Chapter 6, “The Punctureproof Balloon,” however, does the same thing on purpose and provides compelling tales of the ways in which science has learned to give men control over erections. Here’s where I learned what happens inside when I start thinking nasty thoughts. (Damn you,Augustine, there just isn’t any better way to say that and still be cute.) And, there’s a whole lot more detail than what I put in the first paragraph. The story which led up to Viagra and Cialis and beyond is really a lot more interesting than I ever thought it would be. There is a nasty zone war between the drug and surgical approaches to curing impotence and the mental health interests.
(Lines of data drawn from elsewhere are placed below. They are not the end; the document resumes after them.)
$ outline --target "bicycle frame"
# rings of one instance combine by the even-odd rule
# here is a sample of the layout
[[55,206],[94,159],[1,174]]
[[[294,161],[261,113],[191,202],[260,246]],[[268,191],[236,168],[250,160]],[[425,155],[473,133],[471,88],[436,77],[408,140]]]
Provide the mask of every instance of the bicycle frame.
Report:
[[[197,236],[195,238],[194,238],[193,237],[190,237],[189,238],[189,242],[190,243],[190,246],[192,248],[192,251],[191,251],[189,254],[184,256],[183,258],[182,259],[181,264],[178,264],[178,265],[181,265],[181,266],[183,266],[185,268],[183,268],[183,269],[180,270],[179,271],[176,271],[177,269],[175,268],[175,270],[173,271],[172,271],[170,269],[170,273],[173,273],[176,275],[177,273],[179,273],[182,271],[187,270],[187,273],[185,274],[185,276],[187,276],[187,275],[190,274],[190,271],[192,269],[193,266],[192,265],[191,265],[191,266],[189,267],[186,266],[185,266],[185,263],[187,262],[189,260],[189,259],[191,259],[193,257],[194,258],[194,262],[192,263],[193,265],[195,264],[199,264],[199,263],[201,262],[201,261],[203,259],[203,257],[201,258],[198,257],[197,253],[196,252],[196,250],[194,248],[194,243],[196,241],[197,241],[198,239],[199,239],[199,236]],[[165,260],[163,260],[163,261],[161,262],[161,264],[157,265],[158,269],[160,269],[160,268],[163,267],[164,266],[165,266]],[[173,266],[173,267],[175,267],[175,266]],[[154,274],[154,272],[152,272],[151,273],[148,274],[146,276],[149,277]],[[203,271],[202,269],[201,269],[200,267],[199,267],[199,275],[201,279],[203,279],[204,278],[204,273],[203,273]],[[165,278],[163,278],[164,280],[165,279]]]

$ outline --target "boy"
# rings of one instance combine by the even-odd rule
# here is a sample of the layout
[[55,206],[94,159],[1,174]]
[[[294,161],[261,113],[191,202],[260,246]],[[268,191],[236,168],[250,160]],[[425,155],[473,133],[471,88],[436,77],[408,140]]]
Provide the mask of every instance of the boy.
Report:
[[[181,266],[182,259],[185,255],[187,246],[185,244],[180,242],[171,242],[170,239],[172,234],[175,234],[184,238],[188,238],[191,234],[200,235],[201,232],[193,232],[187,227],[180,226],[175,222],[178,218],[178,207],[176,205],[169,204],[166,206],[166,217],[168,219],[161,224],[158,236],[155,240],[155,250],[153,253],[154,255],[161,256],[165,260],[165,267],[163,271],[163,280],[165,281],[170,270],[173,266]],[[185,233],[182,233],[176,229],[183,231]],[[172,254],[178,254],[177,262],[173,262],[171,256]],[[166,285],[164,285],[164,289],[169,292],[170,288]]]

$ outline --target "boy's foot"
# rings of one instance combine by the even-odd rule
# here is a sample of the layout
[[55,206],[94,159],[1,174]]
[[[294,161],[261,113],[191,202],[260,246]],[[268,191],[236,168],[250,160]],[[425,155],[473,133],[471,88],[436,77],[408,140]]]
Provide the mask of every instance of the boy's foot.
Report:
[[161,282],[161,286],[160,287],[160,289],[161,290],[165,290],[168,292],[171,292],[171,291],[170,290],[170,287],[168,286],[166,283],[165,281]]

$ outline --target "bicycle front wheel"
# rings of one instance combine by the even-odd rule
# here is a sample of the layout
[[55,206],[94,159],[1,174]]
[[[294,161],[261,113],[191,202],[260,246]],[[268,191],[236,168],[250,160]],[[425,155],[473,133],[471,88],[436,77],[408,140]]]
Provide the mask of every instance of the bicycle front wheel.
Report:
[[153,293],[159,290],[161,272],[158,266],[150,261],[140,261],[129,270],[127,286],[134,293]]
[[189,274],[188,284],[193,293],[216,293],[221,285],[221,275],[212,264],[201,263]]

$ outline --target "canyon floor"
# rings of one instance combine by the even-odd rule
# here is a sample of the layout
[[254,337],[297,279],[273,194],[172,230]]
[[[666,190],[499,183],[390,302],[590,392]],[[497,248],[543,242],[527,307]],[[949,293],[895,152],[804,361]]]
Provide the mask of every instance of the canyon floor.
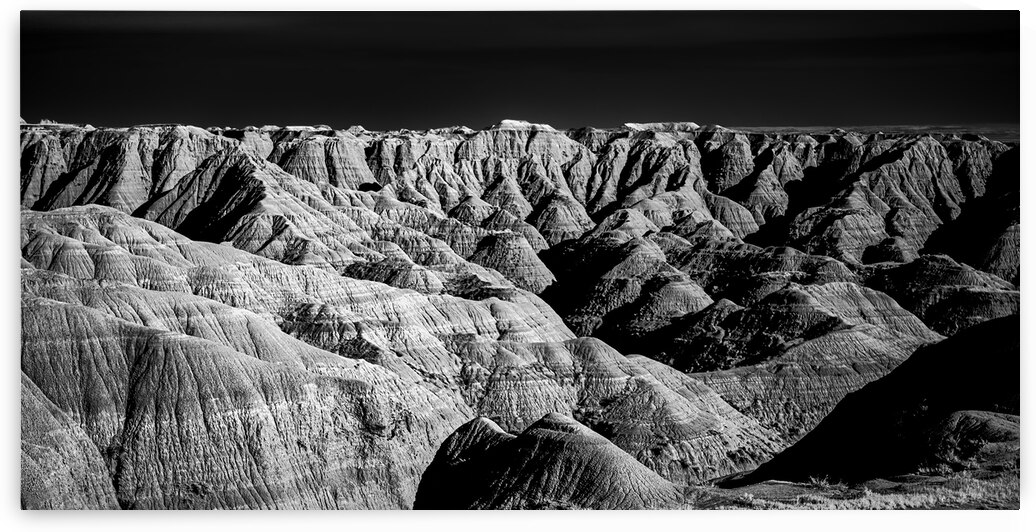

While of course it’s great to have a drug which can make erections happen (though Friedman makes sure to point out that we still have no idea what the long term effects of these drugs might be), there should probably be a much stronger alignment between physical and mental reactions. Everybody likes to say sex is 90% mental, but it’s probably more likely to be 50/50.

The odds are virtually non-existant that anybody out there knows everything that Friedman covers in this breezy, frequently funny and occasionally horrifying 307 pages. So, if you like penises, or you like people who like penises, or you just want to find out how penises relate to our history, you’re not likely to find a better source than this book.